Meio Ambiente Comentários 28 de junho de 2018

A proposta é garantir-se a produção de água para a região urbana


Com o objetivo de aproveitar as tratativas para a aplicação de um novo modelo de gestão para a exploração dos serviços de água e esgoto no Município de Anápolis, o Ministério Público de Goiás recomendou ao prefeito Roberto Naves, que se promova a criação e implantação da unidade de conservação do Ribeirão Piancó. A medida, por sinal, já prevista no novo Plano Diretor do Município, reformulado em 2016, diz respeito à garantia e a conservação dos recursos do manancial, dotado de grande importância no abastecimento da Cidade com água potável.
Através da recomendação, assinada pela promotora Sandra Mara Garbelini, expõe-se que, nos últimos anos, Anápolis passou por sérios problemas devido à escassez de recursos hídricos, o que evidencia a necessidade de uma proteção ambiental ao ribeirão, cuja área de captação localiza-se, integralmente, no território do Município. A representante do Ministério Público, também, argumenta que, segundo análise técnica de evolução de precipitação (incidência de chuvas) da bacia do manancial, realizada pela SANEAGO, estas têm diminuído e chegado aos níveis mais críticos no período de seis anos.

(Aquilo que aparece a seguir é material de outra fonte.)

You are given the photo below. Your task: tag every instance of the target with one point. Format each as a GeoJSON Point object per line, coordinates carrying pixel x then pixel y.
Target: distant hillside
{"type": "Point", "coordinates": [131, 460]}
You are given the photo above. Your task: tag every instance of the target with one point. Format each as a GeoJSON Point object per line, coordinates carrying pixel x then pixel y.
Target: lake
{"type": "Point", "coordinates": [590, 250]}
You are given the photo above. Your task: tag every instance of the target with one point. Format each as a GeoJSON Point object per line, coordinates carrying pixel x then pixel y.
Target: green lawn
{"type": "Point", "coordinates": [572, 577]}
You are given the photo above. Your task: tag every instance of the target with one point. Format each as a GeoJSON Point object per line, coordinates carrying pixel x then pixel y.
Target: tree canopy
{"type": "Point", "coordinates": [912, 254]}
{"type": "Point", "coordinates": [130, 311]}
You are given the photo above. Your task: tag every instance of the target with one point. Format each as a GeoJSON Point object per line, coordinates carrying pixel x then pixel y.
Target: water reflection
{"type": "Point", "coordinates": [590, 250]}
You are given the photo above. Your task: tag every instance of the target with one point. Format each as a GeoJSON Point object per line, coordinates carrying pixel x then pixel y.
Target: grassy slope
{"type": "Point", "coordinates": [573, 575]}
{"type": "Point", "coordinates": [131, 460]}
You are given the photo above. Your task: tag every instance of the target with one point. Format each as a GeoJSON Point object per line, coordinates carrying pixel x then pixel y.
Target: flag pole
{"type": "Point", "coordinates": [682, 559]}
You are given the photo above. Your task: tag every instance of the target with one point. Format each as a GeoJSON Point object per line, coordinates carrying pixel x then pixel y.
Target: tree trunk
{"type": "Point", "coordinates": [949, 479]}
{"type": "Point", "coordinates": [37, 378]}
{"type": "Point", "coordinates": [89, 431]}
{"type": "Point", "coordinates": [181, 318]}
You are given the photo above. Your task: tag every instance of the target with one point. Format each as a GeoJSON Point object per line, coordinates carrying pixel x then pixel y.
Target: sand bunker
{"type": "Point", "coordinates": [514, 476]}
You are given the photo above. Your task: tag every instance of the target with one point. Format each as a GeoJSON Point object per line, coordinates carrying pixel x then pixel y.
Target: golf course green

Por conta disso, a Promotora Sandra Garbelini recomendou ao Prefeito que se crie a unidade de conservação do Ribeirão Piancó, com a observância das exigências feitas pela legislação federal sobre o assunto. Ela recomendou, ainda, que se analise, no novo de contrato de exploração dos serviços de água e esgoto do Município, a possibilidade de previsão de destinação de recursos financeiros provenientes de compensações ambientais estaduais ao Fundo Municipal, Isto para se garantir a conservação dos recursos naturais e o desenvolvimento sustentável da região da unidade de conservação.
De acordo com a proposta, o prefeito deve encaminhar resposta escrita ao Ministério Público até 31 de dezembro de 2018. Em caso de desatendimento à recomendação, a promotora alerta que será ingressada ação civil pública contra o Município. (Assessoria de Comunicação Social do MP-GO).